Asegurar el aporte de esos nutrientes y compuestos en la alimentación habitual o puntual del comensal podría tener ventajosas consecuencias, ya sea en forma de alimentación convencional o como suplemento alimenticio.

La vitamina C es un micronutriente al que tradicionalmente se le ha reconocido un poder ante infecciones agudas, refriados comunes, etc., y cuya efectividad sobre el sistema inmunitario ha sido estudiada. La utilización de suplementos de vitamina C todos los días -una práctica bastante extendida- para prevenir los catarros no está justificada, puesto que este efecto no se ha comprobado en la población general.

Sin embargo, Hemilä H explica que “sí tenemos evidencias de que el micronutriente acorta la duración de los resfriados y alivia sus síntomas9; afirmación sustentada también por Gorton et al. en 199910, dado que en su estudio obtuvieron que la gripe y los síntomas del resfriado en el grupo de prueba se redujo un 85% en comparación con el grupo control después de la administración de megadosis de vitamina C.

Otros de los compuestos que se postulan con dicha acción, desde hace décadas, son los sustratos que ingresan en el tracto digestivo y que mantienen y estimulan el crecimiento de la microflora intestinal, lo cual podría determinar la función y modulación del sistema inmunitario del individuo. Se mantienen intactos hasta ser fermentados en el colon por bacterias anaeróbicas, dando lugar a gases y ácidos grasos de cadena corta (AGCC).

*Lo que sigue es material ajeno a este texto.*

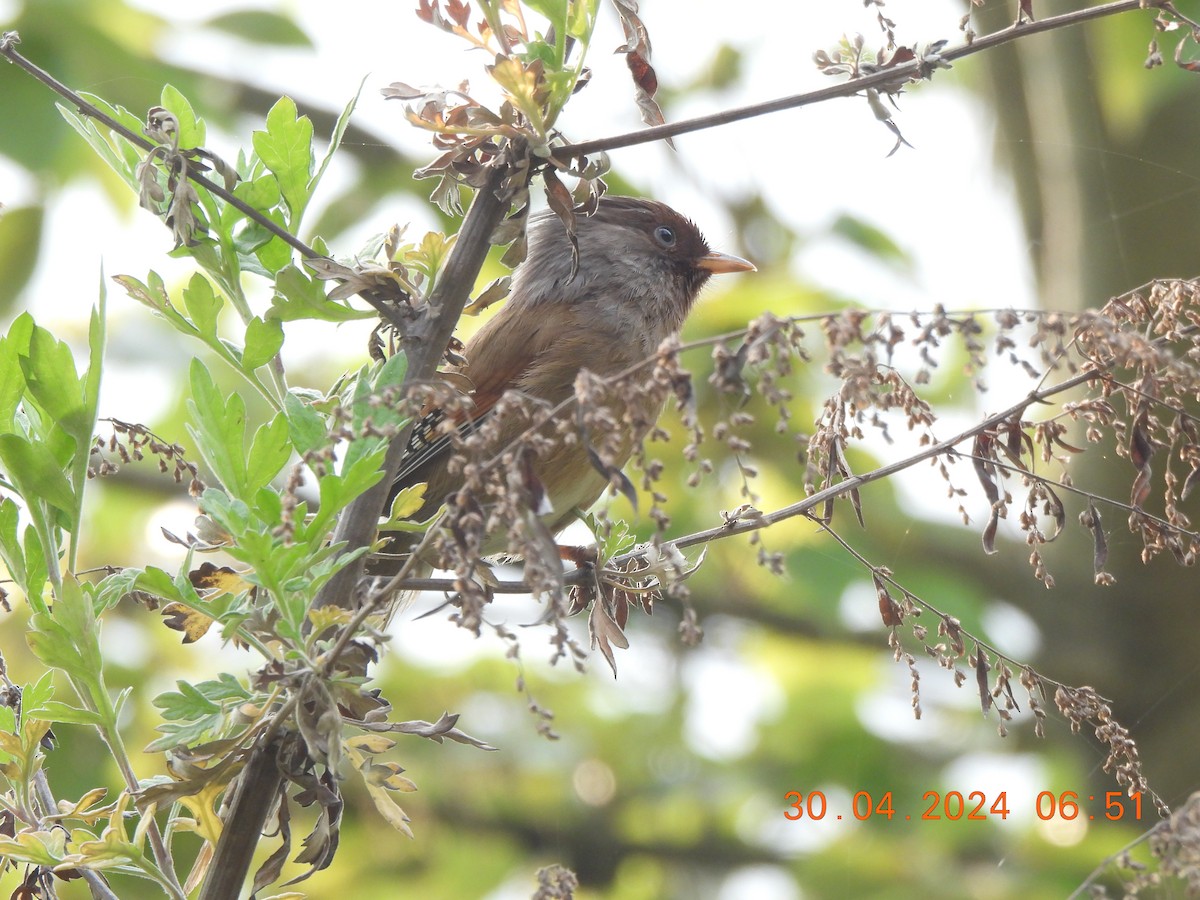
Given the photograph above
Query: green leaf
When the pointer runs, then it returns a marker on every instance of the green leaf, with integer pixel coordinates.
(185, 703)
(154, 294)
(337, 491)
(67, 637)
(53, 383)
(203, 305)
(12, 383)
(263, 341)
(113, 149)
(21, 237)
(35, 473)
(191, 129)
(261, 27)
(335, 139)
(57, 712)
(286, 149)
(298, 297)
(306, 426)
(262, 193)
(269, 453)
(10, 545)
(97, 336)
(219, 426)
(36, 571)
(155, 581)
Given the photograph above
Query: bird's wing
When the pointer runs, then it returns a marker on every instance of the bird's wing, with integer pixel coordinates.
(499, 358)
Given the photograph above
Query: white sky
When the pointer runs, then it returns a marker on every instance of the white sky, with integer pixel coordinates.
(942, 201)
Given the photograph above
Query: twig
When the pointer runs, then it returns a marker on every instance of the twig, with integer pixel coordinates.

Los subproductos de dicha fermentación, contribuyen al mantenimiento de una correcta estructura del colon y de su funcionamiento, por lo que se les atribuye un efecto destacable sobre el mantenimiento de la barrera intestinal. Se ha observado cómo los AGCC se absorben rápidamente por la mucosa intestinal, siendo una fuente importante de sustratos para el metabolismo del colonocito11.

Entre las fibras dietéticas con dicho potencial, destacan los β-glucanos (polisacáridos que forman parte de la fibra dietética principalmente presente en cereales, hongos y levaduras) y se diferencian, dentro de este tipo de fibras, los polisacáridos de alto y de bajo peso molecular, ya que el efecto sobre el sistema inmune dependerá del tipo de fuente de la que proceda la fibra, su grado de solubilidad y otros factores estructurales11.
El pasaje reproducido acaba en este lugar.